Let’s illustrate, assume this totally contrived example program which has a dictionary of char to int. And in this dictionary we want to store a char and it’s ordinal (that is, A = 1, B = 2, etc). So for our value generator, we will simply increment the previous value in a thread-safe way (perhaps using Interlocked):
1: public static class Program
2: {
3: private static int _nextNumber = 0;
4:
5: // the holder of the char to ordinal
6: private static ConcurrentDictionary<char, int> _dictionary
7: = new ConcurrentDictionary<char, int>();
8:
9: // get the next id value
10: public static int NextId
11: {
12: get { return Interlocked.Increment(ref _nextNumber); }
13: }
Then, we add a method that will perform our insert:
1: public static void Inserter()
2: {
3: for (int i = 0; i < 26; i++)
4: {
5: _dictionary.GetOrAdd((char)('A' + i), key => NextId);
6: }
7: }
Finally, we run our test by starting two tasks to do this work and get the results…
1: public static void Main()
2: {
3: // 3 tasks attempting to get/insert
4: var tasks = new List<Task>
5: {
6: new Task(Inserter),
7: new Task(Inserter)
8: };
9:
10: tasks.ForEach(t => t.Start());
11: Task.WaitAll(tasks.ToArray());
12:
13: foreach (var pair in _dictionary.OrderBy(p => p.Key))
14: {
15: Console.WriteLine(pair.Key + ":" + pair.Value);
16: }
17: }
If you run this with only one task, you get the expected A:1, B:2, ..., Z:26. But running this in parallel you will get something a bit more complex.
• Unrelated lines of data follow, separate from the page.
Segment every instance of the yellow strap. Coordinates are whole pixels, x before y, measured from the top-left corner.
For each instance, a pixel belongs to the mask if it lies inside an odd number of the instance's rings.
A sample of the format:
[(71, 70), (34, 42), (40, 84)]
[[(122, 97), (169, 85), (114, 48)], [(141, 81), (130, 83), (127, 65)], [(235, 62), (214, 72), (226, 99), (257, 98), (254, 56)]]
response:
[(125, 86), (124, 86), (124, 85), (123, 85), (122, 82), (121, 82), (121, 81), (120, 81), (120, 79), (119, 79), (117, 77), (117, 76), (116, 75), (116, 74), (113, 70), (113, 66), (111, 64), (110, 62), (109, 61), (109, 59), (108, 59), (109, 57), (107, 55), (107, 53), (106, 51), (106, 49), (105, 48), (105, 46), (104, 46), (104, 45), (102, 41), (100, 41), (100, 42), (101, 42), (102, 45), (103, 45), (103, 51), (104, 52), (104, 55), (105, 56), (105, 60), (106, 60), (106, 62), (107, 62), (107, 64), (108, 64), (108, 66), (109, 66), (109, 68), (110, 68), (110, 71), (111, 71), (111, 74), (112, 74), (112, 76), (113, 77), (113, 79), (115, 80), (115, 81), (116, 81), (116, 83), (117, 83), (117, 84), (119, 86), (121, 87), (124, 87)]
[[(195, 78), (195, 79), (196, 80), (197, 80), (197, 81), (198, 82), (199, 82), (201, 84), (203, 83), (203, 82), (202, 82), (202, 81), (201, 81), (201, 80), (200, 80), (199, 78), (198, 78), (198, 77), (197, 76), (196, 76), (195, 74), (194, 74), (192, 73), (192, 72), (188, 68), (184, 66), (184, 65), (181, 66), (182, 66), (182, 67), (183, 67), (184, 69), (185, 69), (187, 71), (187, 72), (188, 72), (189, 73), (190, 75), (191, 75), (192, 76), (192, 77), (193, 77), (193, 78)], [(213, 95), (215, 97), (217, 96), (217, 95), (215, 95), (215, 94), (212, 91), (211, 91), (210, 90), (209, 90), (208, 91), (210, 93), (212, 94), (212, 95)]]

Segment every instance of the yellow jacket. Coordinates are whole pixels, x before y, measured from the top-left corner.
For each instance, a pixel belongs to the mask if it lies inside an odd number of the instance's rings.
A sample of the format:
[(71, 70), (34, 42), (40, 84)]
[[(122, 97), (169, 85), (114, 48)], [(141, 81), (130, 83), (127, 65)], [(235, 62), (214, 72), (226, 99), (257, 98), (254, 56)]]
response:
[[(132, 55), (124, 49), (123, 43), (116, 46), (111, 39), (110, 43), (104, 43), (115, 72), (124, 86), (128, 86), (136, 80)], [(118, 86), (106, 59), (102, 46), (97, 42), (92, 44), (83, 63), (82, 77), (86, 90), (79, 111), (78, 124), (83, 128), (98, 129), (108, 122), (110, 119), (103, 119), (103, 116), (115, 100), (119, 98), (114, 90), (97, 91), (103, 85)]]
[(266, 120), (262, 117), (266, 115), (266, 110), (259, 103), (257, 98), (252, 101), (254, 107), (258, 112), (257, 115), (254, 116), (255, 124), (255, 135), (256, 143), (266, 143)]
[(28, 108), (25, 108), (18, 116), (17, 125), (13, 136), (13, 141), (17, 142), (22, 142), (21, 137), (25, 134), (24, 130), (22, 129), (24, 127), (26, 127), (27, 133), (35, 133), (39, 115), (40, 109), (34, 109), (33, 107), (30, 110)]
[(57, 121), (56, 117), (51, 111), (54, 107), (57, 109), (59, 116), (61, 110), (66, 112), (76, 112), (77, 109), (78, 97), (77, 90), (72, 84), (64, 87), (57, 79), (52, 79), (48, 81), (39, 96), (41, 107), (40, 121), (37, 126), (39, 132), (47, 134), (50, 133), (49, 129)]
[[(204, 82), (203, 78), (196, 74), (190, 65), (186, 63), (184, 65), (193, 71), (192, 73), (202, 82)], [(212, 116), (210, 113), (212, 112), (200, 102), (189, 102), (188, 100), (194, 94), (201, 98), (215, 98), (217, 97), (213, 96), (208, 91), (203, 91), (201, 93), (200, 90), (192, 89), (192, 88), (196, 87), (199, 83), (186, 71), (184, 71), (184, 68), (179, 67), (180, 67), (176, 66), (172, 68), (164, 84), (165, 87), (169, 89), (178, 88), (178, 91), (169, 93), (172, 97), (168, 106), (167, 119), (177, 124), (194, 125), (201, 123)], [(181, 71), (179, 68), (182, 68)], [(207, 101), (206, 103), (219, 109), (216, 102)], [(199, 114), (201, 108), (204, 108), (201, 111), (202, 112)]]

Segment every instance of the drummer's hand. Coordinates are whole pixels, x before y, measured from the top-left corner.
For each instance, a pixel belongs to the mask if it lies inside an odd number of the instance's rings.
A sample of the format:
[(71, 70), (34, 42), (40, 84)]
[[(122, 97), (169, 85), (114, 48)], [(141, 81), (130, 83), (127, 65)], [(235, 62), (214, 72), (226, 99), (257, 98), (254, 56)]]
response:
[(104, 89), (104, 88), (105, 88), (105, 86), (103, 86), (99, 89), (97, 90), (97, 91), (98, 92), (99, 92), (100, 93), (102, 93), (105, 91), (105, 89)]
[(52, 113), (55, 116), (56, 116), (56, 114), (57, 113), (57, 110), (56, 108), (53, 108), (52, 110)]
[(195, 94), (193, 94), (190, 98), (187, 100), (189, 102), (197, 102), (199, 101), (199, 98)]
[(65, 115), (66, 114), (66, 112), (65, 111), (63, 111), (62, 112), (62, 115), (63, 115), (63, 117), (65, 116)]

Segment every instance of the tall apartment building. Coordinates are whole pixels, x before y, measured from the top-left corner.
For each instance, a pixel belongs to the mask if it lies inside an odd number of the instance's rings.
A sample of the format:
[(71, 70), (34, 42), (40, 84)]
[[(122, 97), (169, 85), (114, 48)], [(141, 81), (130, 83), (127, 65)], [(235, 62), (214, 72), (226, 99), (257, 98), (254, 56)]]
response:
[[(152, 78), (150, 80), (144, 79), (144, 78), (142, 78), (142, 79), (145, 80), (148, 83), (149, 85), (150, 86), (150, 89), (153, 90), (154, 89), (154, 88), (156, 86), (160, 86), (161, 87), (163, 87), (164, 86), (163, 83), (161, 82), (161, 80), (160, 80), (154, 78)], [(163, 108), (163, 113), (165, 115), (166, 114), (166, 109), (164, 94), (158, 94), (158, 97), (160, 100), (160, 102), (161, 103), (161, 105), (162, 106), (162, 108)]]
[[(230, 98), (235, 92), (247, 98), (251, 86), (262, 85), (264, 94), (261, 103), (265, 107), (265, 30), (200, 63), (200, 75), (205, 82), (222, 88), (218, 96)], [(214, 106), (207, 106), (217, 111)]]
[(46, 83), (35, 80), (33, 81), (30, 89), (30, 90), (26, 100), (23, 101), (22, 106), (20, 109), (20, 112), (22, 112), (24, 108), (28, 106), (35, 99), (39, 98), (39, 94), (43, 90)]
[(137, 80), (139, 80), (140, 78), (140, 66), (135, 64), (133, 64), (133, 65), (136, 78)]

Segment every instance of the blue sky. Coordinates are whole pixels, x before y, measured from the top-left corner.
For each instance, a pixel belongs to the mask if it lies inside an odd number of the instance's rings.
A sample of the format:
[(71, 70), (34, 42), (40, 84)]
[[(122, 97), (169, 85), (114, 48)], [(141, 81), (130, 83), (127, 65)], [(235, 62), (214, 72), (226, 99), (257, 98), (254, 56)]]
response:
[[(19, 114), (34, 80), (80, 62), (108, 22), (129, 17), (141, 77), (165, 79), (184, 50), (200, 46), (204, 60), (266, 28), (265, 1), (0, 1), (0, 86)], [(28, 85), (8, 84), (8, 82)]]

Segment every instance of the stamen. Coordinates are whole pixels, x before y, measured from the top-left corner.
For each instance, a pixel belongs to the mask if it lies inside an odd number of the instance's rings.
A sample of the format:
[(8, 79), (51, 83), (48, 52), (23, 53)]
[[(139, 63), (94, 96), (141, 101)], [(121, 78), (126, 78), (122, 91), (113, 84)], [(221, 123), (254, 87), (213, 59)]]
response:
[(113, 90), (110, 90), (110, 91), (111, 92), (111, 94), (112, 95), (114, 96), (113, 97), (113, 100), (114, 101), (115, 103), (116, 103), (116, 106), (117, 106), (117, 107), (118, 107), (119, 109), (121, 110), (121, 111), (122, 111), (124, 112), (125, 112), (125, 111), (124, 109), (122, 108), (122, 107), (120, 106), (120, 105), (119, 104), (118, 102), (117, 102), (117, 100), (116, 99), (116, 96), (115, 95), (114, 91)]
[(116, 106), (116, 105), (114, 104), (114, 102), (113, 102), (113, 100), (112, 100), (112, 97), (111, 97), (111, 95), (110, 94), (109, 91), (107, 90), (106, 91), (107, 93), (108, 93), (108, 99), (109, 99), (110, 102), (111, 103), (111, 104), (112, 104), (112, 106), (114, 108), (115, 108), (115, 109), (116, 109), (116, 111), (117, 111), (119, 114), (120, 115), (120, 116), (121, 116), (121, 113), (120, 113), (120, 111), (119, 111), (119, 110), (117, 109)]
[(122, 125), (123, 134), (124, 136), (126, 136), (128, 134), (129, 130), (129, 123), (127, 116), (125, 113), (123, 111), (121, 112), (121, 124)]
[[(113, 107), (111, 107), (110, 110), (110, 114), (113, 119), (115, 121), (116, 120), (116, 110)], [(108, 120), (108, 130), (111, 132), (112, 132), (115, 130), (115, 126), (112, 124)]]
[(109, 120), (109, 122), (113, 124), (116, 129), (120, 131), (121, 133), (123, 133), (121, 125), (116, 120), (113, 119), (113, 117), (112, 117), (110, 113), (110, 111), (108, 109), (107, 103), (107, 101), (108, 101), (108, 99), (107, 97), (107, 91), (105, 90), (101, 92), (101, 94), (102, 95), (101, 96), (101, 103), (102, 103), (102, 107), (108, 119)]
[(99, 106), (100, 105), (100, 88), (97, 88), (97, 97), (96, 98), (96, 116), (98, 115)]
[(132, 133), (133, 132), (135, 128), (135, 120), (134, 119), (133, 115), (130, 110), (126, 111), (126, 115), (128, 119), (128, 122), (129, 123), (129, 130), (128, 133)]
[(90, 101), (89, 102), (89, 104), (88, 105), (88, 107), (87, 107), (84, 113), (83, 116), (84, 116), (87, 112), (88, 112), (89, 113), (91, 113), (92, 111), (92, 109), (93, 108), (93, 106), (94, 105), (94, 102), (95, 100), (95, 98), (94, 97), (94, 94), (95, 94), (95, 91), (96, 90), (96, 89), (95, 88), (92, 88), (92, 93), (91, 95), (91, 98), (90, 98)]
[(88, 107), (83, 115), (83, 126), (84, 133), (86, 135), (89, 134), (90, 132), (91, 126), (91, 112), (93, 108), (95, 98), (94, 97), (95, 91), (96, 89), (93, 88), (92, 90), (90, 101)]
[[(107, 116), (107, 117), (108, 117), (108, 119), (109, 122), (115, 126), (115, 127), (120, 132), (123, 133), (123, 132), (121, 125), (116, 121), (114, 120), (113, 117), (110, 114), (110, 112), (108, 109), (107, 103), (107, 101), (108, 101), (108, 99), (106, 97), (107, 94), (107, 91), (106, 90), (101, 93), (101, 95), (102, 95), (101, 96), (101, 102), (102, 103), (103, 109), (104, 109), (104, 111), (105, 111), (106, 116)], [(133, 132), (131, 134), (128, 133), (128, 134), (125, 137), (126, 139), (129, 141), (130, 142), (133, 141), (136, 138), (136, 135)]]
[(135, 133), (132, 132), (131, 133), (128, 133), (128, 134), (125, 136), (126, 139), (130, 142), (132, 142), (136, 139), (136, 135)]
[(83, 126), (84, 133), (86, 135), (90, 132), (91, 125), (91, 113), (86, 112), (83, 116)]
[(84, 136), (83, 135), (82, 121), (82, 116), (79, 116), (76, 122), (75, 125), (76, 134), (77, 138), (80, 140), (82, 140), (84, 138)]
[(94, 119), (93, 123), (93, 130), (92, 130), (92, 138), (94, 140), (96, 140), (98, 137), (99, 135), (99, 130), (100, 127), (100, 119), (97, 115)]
My run netted these results:
1: A:1
2: B:3
3: C:4
4: D:5
5: E:6
6: F:7
7: G:8
8: H:9
9: I:10
10: J:11
11: K:12
12: L:13
13: M:14
14: N:15
15: O:16
16: P:17
17: Q:18
18: R:19
19: S:20
20: T:21
21: U:22
22: V:23
23: W:24
24: X:25
25: Y:26
26: Z:27
Notice that B is 3? This is most likely because both threads attempted to call GetOrAdd() at roughly the same time and both saw that B did not exist, thus they both called the generator and one thread got back 2 and the other got back 3. However, only one of those threads can get the lock at a time for the actual insert, and thus the one that generated the 3 won and the 3 was inserted and the 2 got discarded.
This is why on these methods your factory delegates should be careful not to have any logic that would be unsafe if the value they generate will be pitched in favor of another item generated at roughly the same time. As such, it is probably a good idea to keep those generators as stateless as possible.
Summary
The ConcurrentDictionary is a very efficient and thread-safe version of the Dictionary generic collection. It has all the benefits of type-safety that it’s generic collection counterpart does, and in addition is extremely efficient especially when there are more reads than writes concurrently.